Newsletter #44–Oct./Nov. 1997
Book Review: Holding Tight, Letting Go: Living with Metastatic Breast Cancer by Musa Meyer

O'Reilly & Associates, 357 pp., $24.00
Reviewed by Susan Claymon
Musa Mayer has given us a gift that we have needed for a long, long time: an in-depth, truthful, personal and informative resource about metastatic breast cancer. I believe that this book will be as important to women with metastatic breast cancer as Dr. Susan Love’s Breast Book is to newly diagnosed breast cancer warriors. Musa is a woman living with breast cancer herself (fortunately no metastasis), and her previous book, Examining Myself: One Woman’s Story of Breast Cancer Treatment and Recovery, was our first experience with the beauty and truth of her writing.
Musa Mayer discovered the internet and the then newly created Breast Cancer List in 1994. She was fascinated by the remarkable group of women (and non-women) who posted messages daily from around the world. Musa found information seekers like herself “whose anxieties were allayed somewhat by finding out the facts. I felt right at home.” She realized that the “imponderables of breast cancer treatment and the diversity of medical opinions seemed only to emphasize how important informed self-knowledge really is as a basis for decision-making.” Wise words.

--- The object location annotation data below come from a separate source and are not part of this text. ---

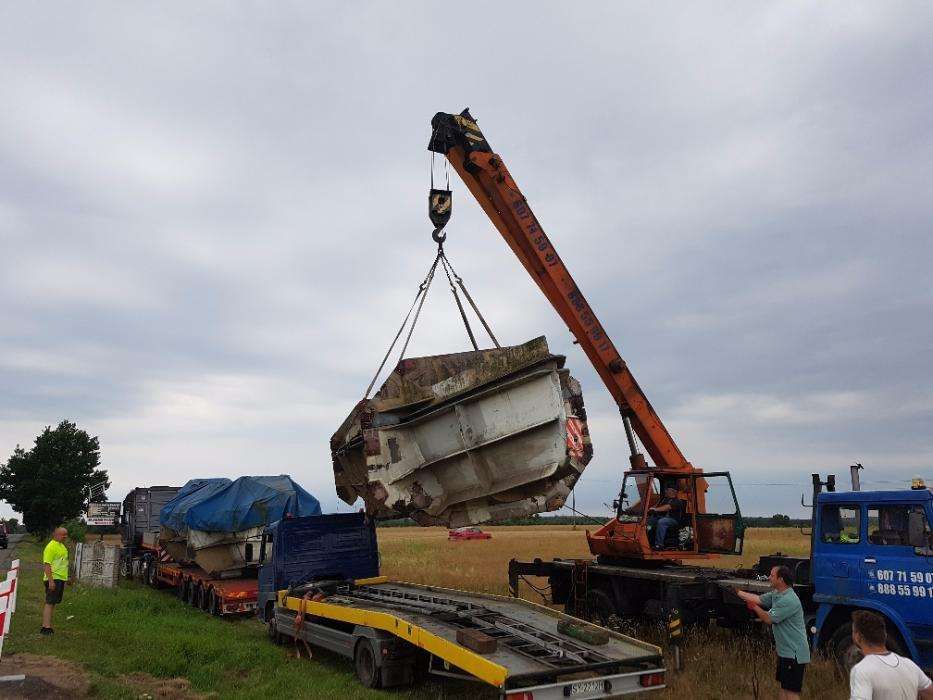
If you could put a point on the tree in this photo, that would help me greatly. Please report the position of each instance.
(49, 484)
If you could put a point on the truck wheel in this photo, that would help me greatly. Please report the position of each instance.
(364, 658)
(272, 629)
(843, 648)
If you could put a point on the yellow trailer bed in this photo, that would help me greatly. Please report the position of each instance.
(522, 649)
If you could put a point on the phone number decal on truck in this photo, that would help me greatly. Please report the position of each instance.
(901, 583)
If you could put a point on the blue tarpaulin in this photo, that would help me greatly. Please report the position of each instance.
(195, 491)
(248, 502)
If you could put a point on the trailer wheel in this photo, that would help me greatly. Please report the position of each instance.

Those who read Holding Tight, Letting Go will be inspired and strengthened, as I was, by the articulate and courageous revelations from a wide variety of people. Musa developed a remarkable rapport with her subjects. “They knew of my deepest beliefs: that mindful exploration of the self is crucial if we are to be fully alive, that living fully is the best and only antidote to mortality, and that those on the edge of life can tell us more about this than anyone.”

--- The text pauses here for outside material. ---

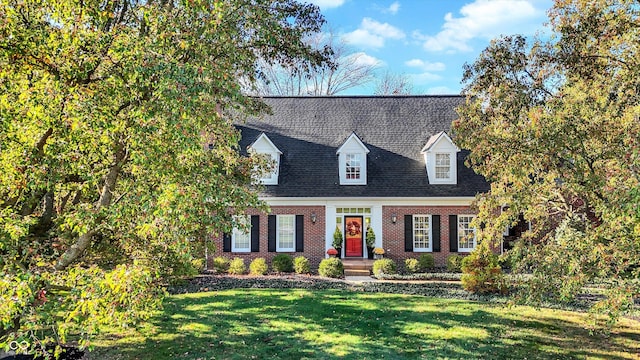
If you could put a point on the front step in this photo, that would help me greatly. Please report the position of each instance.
(357, 267)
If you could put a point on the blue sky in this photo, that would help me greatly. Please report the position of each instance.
(428, 40)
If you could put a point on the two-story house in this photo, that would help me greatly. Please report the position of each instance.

Even though each person’s experience with metastatic breast cancer is different, it is always frightening and confusing to be confronted with that diagnosis, and it helps to know that others are willing to share freely and openly the things they have learned and experienced. “Hearing from these extraordinary ordinary people offers the hope that you, too, can cope with this disease,” Musa writes.
The book offers three important sets of tools: practical information (sorting out what is known from what is not known), common ground (the psychological and spiritual issues that are universal) and new sources of knowledge and hope (learning how to live with breast cancer). Musa notes that there is little written about the real experience of life-threatening illness. As a well-known medical sociologist says: “Illness is the total experience of living with the disease. Yet it is only the physical facts of the disease, and not the illness, that medicine deals with.”
Musa shares some elegant words about the people who have bared their souls to her: “Take some comfort in the strengths reflected here...These stories show that we are interdependent rather than independent, that we discover our best selves in relationship with others.” She adds that “by telling their stories and sharing their insights, it is their hope and my own that your journey will have been made less lonely and frightening.”
In addition to the intimate revelations, this book contains a wealth of commentary from physicians, researchers, therapists and others who focus their work on those with cancer. One example is a statement by a “decision specialist”: “Not running into controversy in breast cancer may be a sign that you need to gather more information! Although the lack of consensus about how to treat breast cancer can be frightening,...you can strive to craft a strategy which you believe makes the most sense for you. Aim to be comfortable and clear about the reasoning behind every breast cancer decision you make.”
A unique aspect of this book is the inclusion of revelations by partners of women with breast cancer. Also, there is an exhaustive resources section (over 40 pages), and the book has a website, which will include resources and a place for reader’s own stories.
If there is a shortcoming in Holding Tight, Letting Go, it is the need to have more women who are strong breast cancer activists talking about their advocacy work in depth as a vital part of their healing. I also wish that she had been able to include stories from underserved and minority women, to express a broader spectrum of opinion. Using only those who were on the Breast Cancer List at the time was a self-limiting choice.
In her first chapter, Musa writes the following words, which I would like to tattoo on my hand: “Holding Tight, Letting Go. Holding tight to those you love, to integrity, courage, to what matters most to you, to the promise of remission and even cure, to life itself. Letting go of your illusions of control, of immortality, of health and youth and beauty—and of the guaranteed future. Letting go of regrets and expectations, into the present moment in which you live, into your final moments and the mystery beyond.”